Welcome back!
Hello everyone. After a three-month absence I’m back.
They say nothing kills a blog faster than not keeping a schedule. If this blog had any readers it would have suffered dramatically but I don’t think anyone noticed that I wasn’t there for a while. Anyway here I am and today I’m going to broach the proposed Automakers government bailout and other tidbits.
Seems like Canadian interests in Detroit and Washington are considering a bailout of the Big Three automakers. Most polls that I have seen in recent days indicate that the public are not enamoured of using their tax dollars to bailout private companies.
Most workers in the States make an average of $15/hour and government would want taxpayers to subsidize the companies whose autoworkers make $75 dollar/hour. Doesn’t seem quite fair does it.
Now the automakers are claiming that failing to help them survive the current financial crisis would hurt average families and deal a “catastrophic” blow to the economy of both Canada and the US.

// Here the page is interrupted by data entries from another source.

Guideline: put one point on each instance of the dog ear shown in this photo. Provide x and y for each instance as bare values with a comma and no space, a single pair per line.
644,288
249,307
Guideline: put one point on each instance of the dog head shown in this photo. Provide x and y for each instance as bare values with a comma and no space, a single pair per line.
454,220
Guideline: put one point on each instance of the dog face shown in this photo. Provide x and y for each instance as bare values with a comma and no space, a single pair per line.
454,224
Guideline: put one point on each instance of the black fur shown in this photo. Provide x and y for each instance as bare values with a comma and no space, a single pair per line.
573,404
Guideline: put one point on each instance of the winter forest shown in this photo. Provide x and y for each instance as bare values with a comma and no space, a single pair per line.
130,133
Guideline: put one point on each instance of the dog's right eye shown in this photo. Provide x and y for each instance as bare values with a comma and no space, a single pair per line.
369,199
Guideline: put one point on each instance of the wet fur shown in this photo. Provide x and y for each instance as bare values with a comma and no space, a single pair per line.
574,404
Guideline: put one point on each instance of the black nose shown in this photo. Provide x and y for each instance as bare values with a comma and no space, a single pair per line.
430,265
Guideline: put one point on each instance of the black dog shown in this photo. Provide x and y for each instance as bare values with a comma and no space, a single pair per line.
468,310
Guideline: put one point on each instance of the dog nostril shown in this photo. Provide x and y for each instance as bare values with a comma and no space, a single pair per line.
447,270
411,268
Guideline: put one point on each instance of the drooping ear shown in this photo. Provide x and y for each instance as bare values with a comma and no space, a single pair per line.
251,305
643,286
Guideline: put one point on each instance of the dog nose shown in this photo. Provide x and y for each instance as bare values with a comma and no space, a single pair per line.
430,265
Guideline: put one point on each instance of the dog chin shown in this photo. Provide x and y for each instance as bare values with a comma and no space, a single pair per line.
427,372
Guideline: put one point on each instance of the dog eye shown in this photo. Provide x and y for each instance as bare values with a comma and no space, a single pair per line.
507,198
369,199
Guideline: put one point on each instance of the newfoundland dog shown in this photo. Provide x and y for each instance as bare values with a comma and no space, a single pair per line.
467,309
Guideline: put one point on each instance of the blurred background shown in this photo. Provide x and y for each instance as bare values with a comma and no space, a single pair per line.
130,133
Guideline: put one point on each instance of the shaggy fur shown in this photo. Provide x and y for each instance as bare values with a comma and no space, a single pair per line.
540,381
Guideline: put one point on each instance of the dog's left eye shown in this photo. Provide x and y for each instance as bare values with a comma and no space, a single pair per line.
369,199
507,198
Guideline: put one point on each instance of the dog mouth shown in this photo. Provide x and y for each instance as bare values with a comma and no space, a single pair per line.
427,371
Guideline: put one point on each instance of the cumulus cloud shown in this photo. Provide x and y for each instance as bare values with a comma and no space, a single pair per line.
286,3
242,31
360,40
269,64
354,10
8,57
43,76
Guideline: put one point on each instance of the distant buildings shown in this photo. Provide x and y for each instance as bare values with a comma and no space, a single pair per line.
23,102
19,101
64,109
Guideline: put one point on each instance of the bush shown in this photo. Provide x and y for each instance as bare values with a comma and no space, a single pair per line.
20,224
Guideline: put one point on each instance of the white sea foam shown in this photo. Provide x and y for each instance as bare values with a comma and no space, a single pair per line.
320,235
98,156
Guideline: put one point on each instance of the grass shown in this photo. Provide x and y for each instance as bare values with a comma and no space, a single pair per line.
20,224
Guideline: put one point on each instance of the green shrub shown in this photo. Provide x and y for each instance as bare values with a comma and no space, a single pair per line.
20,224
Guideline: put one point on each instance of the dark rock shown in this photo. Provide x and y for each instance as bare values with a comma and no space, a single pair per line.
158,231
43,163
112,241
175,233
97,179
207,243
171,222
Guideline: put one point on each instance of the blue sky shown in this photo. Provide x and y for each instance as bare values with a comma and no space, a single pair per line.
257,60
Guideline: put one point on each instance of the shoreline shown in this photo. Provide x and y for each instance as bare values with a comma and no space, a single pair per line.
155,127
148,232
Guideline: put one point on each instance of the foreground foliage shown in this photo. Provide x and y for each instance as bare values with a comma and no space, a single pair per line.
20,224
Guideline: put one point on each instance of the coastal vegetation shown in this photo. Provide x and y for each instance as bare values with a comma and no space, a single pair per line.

They say that if one automaker is allowed to go bankrupt, the entire sector would crumble because they share the same suppliers, resulting in millions of lost jobs and diminished government tax revenue.
If you think about it this is throwing money at companies that have failed to fix their businesses over the years and will only delay their bankruptcy. They have claimed that they have lost billions of dollars and eliminated 500,000 U.S. jobs over the past 15 years. These were in the good years of massive prosperity in North America. Do you think that maybe there is something wrong with their business plan? All this is happening while the unions in Canada are unwilling to budge from their positions in the hope of helping their own employers.
Remember the $75/hour jobs. I think they might have a little manoeuvring room and lend a hand instead of letting taxpayers take all the risk in bailing them out.
What’s really curious is that government is ready to throw bucketfuls of money at the automakers but did not offer the forest industry a sou for their bailouts.
The forest industry in Canada is larger that both the automakers and the arrow space industry combined. When their industry started to fail several years ago they knew that they had to adapt or go out of business. The BC NDP government in the 90’s actually tried a $400 million dollar bailout of Skeena Cellulose. It failed miserably leaving the taxpayers of the province holding the bag. Several years and thousand of job losses later the industry id now lean and mean. They may not be selling many 2X4’s but they are ready to take on the world when the time comes.
Instead of asking for handouts now would be time for the automobile industry to cull the deadwood start being innovative and start looking at he future not as a black hole but an opportunity to produce better more affordable products that taxpayers are genuinely happy to buy.